The data look a bit like this:
| Person ID | Date | Product ID | Product Name | Purchase Count |
|---|---|---|---|---|
| A | Mon | X | craft beer 6pack | 0 |
| A | Mon | Y | 24ct case generic lager | 0 |
| A | Mon | Z | 750mL bottle | 1 |
| A | Tue | X | craft beer 6pack | 0 |
| A | Tue | Y | 24ct case generic lager | 2 |
| A | Tue | Z | 750mL bottle | 0 |
Because the outcome of interest is a rate based on a count variable that includes true zeroes, something like Poisson regression appears to be a compelling option. However, I'm struggling to decide how to handle the fact that each product has a difference case count/volume (e.g., a 6-pack of 12oz cans is ~2129 mL of beer so I would expect this item to be purchased less frequently than a 750mL bottle, all else equal).
Some of my colleagues have suggested converting all of the products to a common measurement (e.g., mL) but this results in some non-integer values due to the introduction of a conversion factor.
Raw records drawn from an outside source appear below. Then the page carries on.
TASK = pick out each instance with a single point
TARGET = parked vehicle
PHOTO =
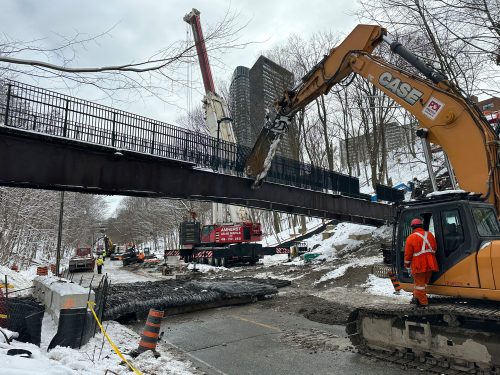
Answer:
(222, 244)
(83, 260)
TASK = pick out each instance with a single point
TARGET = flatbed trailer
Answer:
(224, 255)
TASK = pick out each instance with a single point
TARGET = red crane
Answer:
(193, 18)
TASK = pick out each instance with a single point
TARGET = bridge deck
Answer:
(53, 141)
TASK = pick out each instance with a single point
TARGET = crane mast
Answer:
(216, 113)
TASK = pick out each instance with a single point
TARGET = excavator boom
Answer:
(462, 337)
(448, 118)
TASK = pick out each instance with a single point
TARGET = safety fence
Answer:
(31, 108)
(24, 315)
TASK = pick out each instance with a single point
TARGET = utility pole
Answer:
(59, 235)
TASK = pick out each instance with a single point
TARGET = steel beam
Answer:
(39, 161)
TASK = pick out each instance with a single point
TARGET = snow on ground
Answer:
(18, 280)
(204, 268)
(340, 271)
(342, 239)
(94, 358)
(272, 260)
(288, 233)
(383, 287)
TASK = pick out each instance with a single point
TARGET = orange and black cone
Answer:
(395, 281)
(149, 337)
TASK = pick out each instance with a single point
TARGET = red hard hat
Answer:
(416, 222)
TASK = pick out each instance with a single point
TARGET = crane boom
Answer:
(447, 118)
(216, 114)
(193, 18)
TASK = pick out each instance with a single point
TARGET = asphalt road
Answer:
(253, 339)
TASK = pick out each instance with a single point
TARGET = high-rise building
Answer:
(239, 105)
(252, 92)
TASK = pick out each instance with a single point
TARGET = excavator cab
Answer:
(467, 233)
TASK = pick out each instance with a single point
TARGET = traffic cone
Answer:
(395, 282)
(149, 337)
(42, 271)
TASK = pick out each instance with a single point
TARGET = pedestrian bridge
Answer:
(53, 141)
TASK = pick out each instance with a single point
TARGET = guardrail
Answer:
(39, 110)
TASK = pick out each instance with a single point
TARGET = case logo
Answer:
(402, 89)
(432, 108)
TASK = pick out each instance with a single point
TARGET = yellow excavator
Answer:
(459, 333)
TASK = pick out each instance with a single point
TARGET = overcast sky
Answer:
(143, 27)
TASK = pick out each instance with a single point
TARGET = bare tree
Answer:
(460, 37)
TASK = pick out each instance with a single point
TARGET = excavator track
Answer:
(448, 337)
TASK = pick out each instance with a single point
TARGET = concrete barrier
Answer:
(57, 293)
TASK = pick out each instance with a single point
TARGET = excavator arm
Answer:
(446, 117)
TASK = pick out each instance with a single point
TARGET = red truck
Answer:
(83, 260)
(221, 244)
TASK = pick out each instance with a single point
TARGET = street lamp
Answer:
(218, 135)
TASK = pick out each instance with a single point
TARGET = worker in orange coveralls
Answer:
(420, 260)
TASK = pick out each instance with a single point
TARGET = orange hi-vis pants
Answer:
(419, 288)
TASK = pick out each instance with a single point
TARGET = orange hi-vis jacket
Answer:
(420, 252)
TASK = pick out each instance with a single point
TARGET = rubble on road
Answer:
(137, 298)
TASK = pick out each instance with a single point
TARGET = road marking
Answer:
(256, 323)
(194, 357)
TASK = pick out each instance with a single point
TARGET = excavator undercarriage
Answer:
(448, 337)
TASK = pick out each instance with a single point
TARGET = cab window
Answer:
(486, 221)
(453, 233)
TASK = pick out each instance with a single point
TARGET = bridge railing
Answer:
(32, 108)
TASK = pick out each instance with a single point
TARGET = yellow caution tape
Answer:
(115, 348)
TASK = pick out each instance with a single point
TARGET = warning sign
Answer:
(432, 108)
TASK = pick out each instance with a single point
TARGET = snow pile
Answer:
(272, 260)
(271, 275)
(383, 287)
(340, 271)
(289, 232)
(346, 238)
(205, 268)
(17, 279)
(61, 286)
(92, 359)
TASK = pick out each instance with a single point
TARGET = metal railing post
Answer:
(7, 106)
(65, 129)
(153, 140)
(113, 131)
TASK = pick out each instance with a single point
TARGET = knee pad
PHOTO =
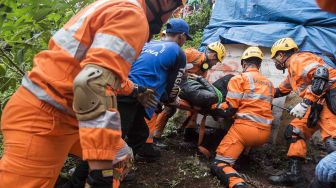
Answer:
(94, 89)
(320, 80)
(293, 134)
(330, 144)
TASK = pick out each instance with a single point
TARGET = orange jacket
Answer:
(251, 94)
(302, 67)
(196, 59)
(104, 33)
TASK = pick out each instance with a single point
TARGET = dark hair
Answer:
(172, 34)
(252, 61)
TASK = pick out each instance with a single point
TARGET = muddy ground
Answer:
(182, 166)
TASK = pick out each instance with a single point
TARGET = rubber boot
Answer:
(190, 135)
(147, 153)
(318, 184)
(293, 177)
(226, 176)
(240, 185)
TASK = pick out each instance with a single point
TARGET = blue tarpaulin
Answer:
(262, 22)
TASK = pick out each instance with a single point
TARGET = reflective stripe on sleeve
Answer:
(114, 44)
(66, 40)
(309, 67)
(257, 97)
(234, 95)
(251, 82)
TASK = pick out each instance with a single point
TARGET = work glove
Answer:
(193, 77)
(299, 110)
(100, 178)
(146, 96)
(326, 169)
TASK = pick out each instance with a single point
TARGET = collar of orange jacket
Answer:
(252, 69)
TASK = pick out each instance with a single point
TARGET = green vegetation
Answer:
(25, 29)
(197, 22)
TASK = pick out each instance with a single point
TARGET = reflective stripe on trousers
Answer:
(42, 95)
(254, 118)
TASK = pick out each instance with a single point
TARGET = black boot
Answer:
(78, 178)
(318, 184)
(293, 177)
(147, 153)
(190, 135)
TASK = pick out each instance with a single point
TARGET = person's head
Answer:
(281, 50)
(177, 31)
(251, 57)
(215, 52)
(163, 34)
(159, 11)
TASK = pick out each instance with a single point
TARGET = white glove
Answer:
(299, 110)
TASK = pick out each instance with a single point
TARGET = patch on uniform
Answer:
(107, 173)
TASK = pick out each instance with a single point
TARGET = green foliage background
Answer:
(25, 29)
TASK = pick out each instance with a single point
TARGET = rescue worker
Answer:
(85, 66)
(308, 76)
(197, 63)
(249, 100)
(159, 67)
(325, 172)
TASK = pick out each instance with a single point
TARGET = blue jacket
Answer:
(160, 66)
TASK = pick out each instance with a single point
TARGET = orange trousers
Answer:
(151, 126)
(326, 124)
(239, 136)
(37, 141)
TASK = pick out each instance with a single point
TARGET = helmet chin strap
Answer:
(156, 24)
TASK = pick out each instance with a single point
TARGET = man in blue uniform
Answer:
(160, 67)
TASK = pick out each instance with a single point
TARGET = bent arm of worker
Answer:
(175, 75)
(284, 88)
(233, 98)
(104, 75)
(319, 83)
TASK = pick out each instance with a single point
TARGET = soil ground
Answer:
(182, 166)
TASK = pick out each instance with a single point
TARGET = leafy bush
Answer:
(197, 22)
(26, 27)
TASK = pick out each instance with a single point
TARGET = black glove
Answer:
(314, 116)
(146, 96)
(100, 178)
(159, 108)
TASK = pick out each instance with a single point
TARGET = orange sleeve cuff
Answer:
(126, 88)
(100, 143)
(222, 106)
(311, 96)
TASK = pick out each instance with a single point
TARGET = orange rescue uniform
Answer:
(302, 67)
(38, 123)
(251, 94)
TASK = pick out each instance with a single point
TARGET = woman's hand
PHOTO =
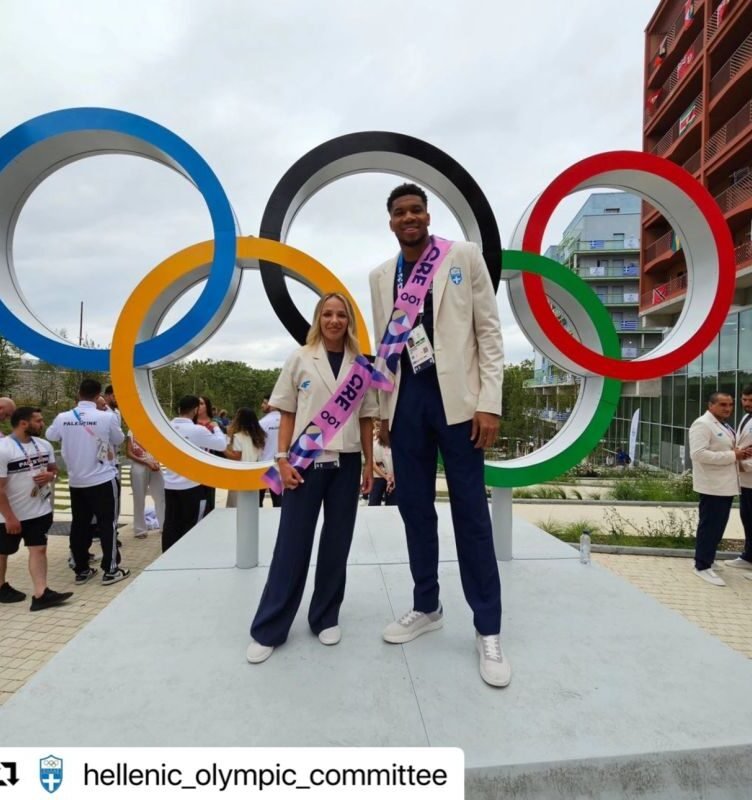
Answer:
(367, 484)
(291, 478)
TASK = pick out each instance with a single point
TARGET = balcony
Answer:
(660, 249)
(666, 291)
(735, 196)
(743, 255)
(595, 272)
(728, 133)
(741, 59)
(678, 129)
(717, 17)
(674, 34)
(619, 298)
(682, 69)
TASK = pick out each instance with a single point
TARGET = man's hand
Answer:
(485, 429)
(291, 478)
(384, 432)
(12, 525)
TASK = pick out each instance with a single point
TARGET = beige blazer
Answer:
(305, 385)
(714, 467)
(745, 467)
(467, 334)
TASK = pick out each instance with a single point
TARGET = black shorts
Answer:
(33, 533)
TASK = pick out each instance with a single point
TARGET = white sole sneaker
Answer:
(331, 636)
(398, 632)
(709, 576)
(257, 653)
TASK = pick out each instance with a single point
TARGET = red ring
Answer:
(570, 180)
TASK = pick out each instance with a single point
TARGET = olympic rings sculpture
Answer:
(36, 148)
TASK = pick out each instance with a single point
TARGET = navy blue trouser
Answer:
(714, 514)
(418, 432)
(338, 490)
(745, 512)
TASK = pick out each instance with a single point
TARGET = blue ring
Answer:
(159, 348)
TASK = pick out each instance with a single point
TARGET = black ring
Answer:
(364, 152)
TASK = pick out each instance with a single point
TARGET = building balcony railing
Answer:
(659, 247)
(678, 286)
(588, 245)
(666, 291)
(679, 128)
(735, 195)
(741, 58)
(552, 415)
(692, 164)
(673, 34)
(595, 271)
(677, 75)
(743, 255)
(737, 125)
(619, 298)
(720, 12)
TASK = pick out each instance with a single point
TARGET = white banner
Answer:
(633, 429)
(75, 773)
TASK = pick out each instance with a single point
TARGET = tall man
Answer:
(447, 397)
(185, 500)
(744, 440)
(27, 470)
(89, 440)
(715, 477)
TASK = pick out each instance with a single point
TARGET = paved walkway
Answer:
(30, 640)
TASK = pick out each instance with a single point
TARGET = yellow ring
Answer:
(157, 436)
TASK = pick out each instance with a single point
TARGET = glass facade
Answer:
(662, 437)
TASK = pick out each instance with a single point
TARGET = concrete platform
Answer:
(613, 695)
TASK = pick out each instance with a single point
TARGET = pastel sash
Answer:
(407, 307)
(327, 423)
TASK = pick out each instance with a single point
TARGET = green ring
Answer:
(496, 472)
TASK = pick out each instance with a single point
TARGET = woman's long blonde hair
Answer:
(314, 334)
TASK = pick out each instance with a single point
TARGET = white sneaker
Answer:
(494, 668)
(739, 563)
(411, 625)
(257, 653)
(709, 576)
(330, 636)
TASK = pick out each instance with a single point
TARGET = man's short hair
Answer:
(89, 389)
(403, 190)
(187, 403)
(23, 414)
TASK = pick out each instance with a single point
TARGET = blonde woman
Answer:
(308, 380)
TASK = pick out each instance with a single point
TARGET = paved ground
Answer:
(29, 640)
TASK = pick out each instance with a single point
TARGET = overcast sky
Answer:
(516, 92)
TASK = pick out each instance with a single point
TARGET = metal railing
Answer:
(741, 58)
(595, 272)
(735, 195)
(743, 255)
(728, 132)
(666, 291)
(713, 23)
(672, 134)
(692, 164)
(659, 247)
(675, 30)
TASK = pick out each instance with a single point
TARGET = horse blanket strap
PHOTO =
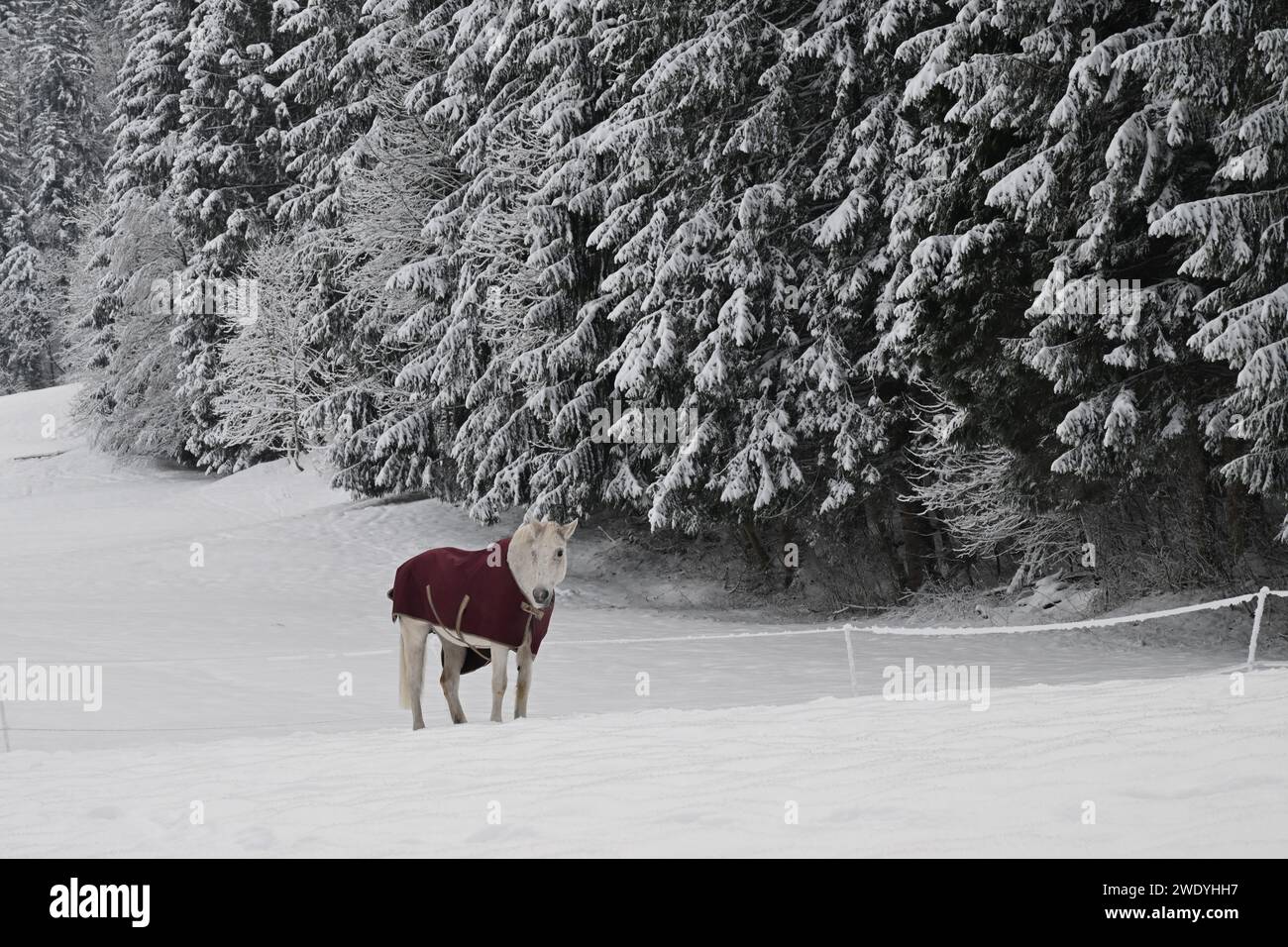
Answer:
(477, 589)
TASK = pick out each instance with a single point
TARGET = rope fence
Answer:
(848, 630)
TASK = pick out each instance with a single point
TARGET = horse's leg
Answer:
(520, 690)
(500, 659)
(412, 665)
(454, 659)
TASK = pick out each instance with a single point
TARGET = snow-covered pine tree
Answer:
(375, 329)
(1236, 237)
(27, 343)
(134, 243)
(228, 165)
(268, 373)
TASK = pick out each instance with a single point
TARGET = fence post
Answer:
(1256, 624)
(849, 654)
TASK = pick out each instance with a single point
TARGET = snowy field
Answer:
(249, 674)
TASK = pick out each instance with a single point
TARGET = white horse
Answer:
(537, 560)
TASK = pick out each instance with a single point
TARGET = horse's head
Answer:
(539, 558)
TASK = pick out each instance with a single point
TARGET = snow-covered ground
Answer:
(250, 677)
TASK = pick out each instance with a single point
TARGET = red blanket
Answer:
(494, 605)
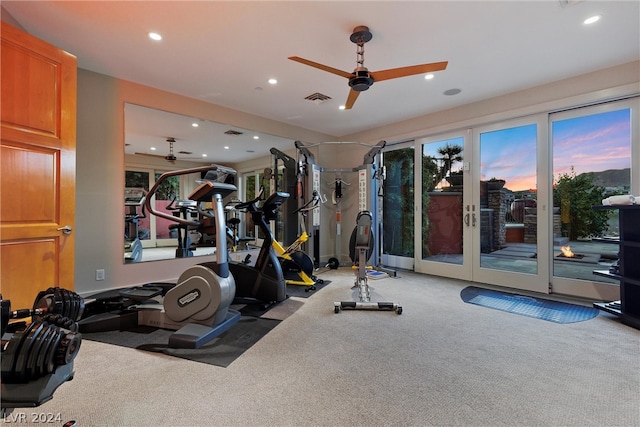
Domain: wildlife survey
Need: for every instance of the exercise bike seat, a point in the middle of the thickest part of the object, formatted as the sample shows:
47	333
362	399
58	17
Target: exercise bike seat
206	190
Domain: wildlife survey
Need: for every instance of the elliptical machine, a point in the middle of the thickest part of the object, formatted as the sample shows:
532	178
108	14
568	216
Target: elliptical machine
197	307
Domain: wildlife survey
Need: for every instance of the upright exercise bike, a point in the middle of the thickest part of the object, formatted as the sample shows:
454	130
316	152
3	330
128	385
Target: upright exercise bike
262	283
134	197
363	243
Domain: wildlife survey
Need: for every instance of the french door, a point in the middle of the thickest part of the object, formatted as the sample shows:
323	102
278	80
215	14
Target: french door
510	200
478	201
501	203
444	216
594	155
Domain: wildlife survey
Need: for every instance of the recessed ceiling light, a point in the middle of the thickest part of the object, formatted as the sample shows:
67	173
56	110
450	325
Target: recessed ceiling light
591	20
450	92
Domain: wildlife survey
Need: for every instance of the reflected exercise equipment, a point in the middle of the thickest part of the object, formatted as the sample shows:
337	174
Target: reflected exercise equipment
133	198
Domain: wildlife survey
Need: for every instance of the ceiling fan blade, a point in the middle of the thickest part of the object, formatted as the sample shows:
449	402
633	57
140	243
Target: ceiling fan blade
351	99
407	71
149	155
321	67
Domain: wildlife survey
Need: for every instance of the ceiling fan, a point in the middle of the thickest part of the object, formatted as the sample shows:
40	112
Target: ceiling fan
361	78
171	158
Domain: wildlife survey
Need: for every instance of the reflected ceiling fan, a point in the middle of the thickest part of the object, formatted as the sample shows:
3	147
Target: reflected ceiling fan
361	79
171	158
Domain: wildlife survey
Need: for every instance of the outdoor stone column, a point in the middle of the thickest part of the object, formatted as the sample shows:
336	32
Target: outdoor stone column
498	202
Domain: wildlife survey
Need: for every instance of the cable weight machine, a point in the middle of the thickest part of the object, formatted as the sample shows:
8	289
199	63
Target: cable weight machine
369	185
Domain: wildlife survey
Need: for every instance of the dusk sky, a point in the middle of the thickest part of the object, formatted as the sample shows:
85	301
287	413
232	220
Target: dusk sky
589	144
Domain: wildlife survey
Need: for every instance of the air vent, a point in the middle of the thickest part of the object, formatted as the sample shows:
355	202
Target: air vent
317	97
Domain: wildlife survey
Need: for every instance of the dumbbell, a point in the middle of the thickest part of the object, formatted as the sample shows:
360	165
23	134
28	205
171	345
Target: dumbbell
37	351
49	341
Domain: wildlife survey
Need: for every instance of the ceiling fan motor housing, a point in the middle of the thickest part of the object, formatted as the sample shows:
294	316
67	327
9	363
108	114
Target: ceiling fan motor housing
361	80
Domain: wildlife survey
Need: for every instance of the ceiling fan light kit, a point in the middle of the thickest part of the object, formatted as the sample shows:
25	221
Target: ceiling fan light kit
361	78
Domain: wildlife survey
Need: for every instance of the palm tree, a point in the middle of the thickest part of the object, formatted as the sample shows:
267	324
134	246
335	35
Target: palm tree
450	154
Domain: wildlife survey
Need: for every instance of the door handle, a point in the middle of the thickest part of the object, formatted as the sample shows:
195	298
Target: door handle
66	230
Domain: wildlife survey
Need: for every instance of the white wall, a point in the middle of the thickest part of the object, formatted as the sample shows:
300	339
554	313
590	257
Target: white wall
100	156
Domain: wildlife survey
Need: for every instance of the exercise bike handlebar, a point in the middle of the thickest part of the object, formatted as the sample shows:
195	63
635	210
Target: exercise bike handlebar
164	177
310	205
250	203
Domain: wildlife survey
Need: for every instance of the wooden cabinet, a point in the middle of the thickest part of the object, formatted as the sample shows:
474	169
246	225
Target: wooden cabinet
628	273
37	159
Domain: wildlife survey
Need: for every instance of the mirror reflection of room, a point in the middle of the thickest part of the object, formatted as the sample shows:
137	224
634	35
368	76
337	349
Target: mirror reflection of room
160	141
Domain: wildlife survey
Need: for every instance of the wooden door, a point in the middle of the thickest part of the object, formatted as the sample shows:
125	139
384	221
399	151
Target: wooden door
37	160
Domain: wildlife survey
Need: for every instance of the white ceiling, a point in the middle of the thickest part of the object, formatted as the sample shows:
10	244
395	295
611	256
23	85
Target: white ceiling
224	52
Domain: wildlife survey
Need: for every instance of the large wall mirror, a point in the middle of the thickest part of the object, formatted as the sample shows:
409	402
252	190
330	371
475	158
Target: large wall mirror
159	141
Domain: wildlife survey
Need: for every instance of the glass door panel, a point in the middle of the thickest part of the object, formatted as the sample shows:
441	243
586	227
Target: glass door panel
592	160
443	241
398	208
507	232
508	199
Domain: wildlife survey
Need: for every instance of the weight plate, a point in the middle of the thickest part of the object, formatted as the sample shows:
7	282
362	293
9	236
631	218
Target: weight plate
66	303
42	361
45	339
31	371
8	357
23	354
49	358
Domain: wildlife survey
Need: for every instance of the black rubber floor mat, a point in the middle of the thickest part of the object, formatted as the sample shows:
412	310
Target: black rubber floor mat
539	308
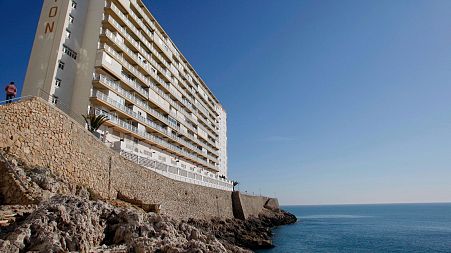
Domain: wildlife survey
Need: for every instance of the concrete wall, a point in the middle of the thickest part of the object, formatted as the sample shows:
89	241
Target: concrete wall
41	135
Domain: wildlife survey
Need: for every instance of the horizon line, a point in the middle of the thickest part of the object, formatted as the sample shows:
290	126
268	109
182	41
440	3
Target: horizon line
381	203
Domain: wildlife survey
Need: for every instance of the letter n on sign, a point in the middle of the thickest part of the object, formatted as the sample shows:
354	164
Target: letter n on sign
49	27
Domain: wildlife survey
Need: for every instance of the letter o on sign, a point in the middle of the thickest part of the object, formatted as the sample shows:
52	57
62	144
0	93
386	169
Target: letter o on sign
53	11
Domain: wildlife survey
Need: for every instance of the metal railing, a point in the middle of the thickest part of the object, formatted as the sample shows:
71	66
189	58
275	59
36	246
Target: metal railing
179	173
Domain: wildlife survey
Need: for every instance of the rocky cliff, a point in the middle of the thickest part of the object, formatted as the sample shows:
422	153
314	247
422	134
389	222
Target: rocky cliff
71	218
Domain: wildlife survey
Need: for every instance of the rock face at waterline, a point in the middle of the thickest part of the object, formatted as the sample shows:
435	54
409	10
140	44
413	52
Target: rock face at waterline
68	218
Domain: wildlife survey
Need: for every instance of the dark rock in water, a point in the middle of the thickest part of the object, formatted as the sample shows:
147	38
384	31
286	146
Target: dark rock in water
253	233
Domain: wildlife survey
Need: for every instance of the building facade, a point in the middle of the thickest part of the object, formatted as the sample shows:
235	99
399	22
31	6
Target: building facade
111	57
In response, I considered switching to a Gaussian model but this is not ideal because the data are still very granular and bounded below by zeroes (values like {0, 1, 2} become {0, 2129.29, 4258.59}.
One option that seems compelling but I am struggling with is whether I can use the offset term to capture the unit information about each product (e.g., use the mL-per-purchase or its inverse as the offset term).
Has anybody ever used such a technique? If so, how did it work? What exactly did you use as the offset and how did you construct your model?